宗教と学問
『栄光』243号、昭和29(1954)年1月13日発行
これはちょっと気が付かない事だが、よく新聞の学芸欄などで、学者が宗教を論じている記事を散見するが、考えてみればおかしな話である。いうまでもなく学問は形而下(けいじか)的のものであって、宗教は形而上(けいじじょう)的のものであるから、つまり主客転倒である。ところがこの逆である理を別段怪しむ事もなく、当然な事のようになっているのが今日の社会である。というのは一体何がためかというとつまり現在の宗教が無力である事を示しているというより外に言葉はない。というのは現在宗教のあり方は、伝統と形式と理屈だけで有難そうには見えているが、実際生活に対してほとんど識者を満足させるだけの内容がないのは、知る通りである。

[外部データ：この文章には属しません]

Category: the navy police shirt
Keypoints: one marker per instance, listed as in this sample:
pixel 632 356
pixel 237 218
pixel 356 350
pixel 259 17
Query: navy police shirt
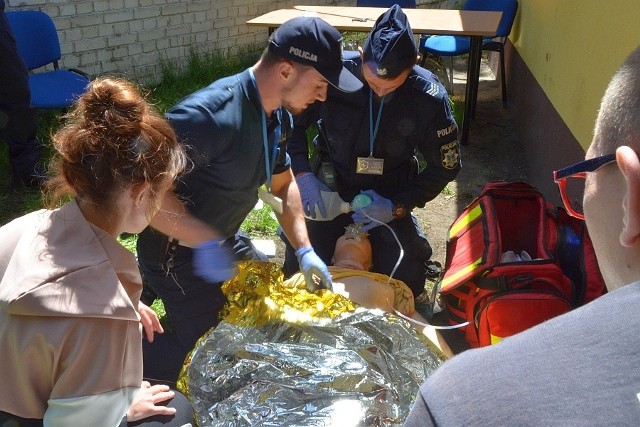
pixel 221 127
pixel 416 117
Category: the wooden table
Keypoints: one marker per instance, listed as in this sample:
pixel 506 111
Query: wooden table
pixel 475 24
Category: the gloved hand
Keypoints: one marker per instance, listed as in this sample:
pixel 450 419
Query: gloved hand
pixel 380 209
pixel 213 261
pixel 310 187
pixel 311 264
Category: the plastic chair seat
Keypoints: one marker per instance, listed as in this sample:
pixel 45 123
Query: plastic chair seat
pixel 56 89
pixel 38 45
pixel 448 45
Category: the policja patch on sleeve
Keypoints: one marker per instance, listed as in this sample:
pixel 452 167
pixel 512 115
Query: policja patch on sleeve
pixel 450 155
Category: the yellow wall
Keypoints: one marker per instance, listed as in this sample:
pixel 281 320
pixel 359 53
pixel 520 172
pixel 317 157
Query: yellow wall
pixel 572 48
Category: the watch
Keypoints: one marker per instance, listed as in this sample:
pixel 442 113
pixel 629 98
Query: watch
pixel 399 210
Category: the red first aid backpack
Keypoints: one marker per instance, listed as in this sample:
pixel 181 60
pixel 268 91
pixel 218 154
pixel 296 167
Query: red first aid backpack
pixel 513 261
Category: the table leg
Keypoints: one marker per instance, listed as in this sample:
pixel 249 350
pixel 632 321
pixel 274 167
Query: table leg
pixel 471 95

従ってこの点からみて、宗教よりも学問の方が実際的価値があるとしたら、人は宗教よりも学問の方を重く見るのは当然であろう。何しろ今日のごとき生存競争の激しい複雑極まる社会としたら、余程力強い実際的価値あるものでなくては、人は振向こうとはしないのはもちろん、単なる精神的救いのみでは無意味であるからである。という事実を考えたなら、前記のごとき新聞記事も敢(あ)えて咎(とが)むる訳にはゆかないであろう。忌憚(きたん)なく言えば学問では救い得ない面を救う力ある宗教なら、学問以上に扱われるのは当然であるが、そういう宗教は今のところまずないというのが間違いない見方であろう。そこで自画自讃ではないが、正直にいって我救世教こそ、それに該当するといっても過言ではないと思うのである。
(注)
形而下(けいじか)、形をそなえるもの。自然一般の現象。
形而上(けいじじょう)
形をもっていないもの。哲学で、時間・空間の形式を制約とする感性を介した経験によっては認識できないもの。超自然的、理念的なもの。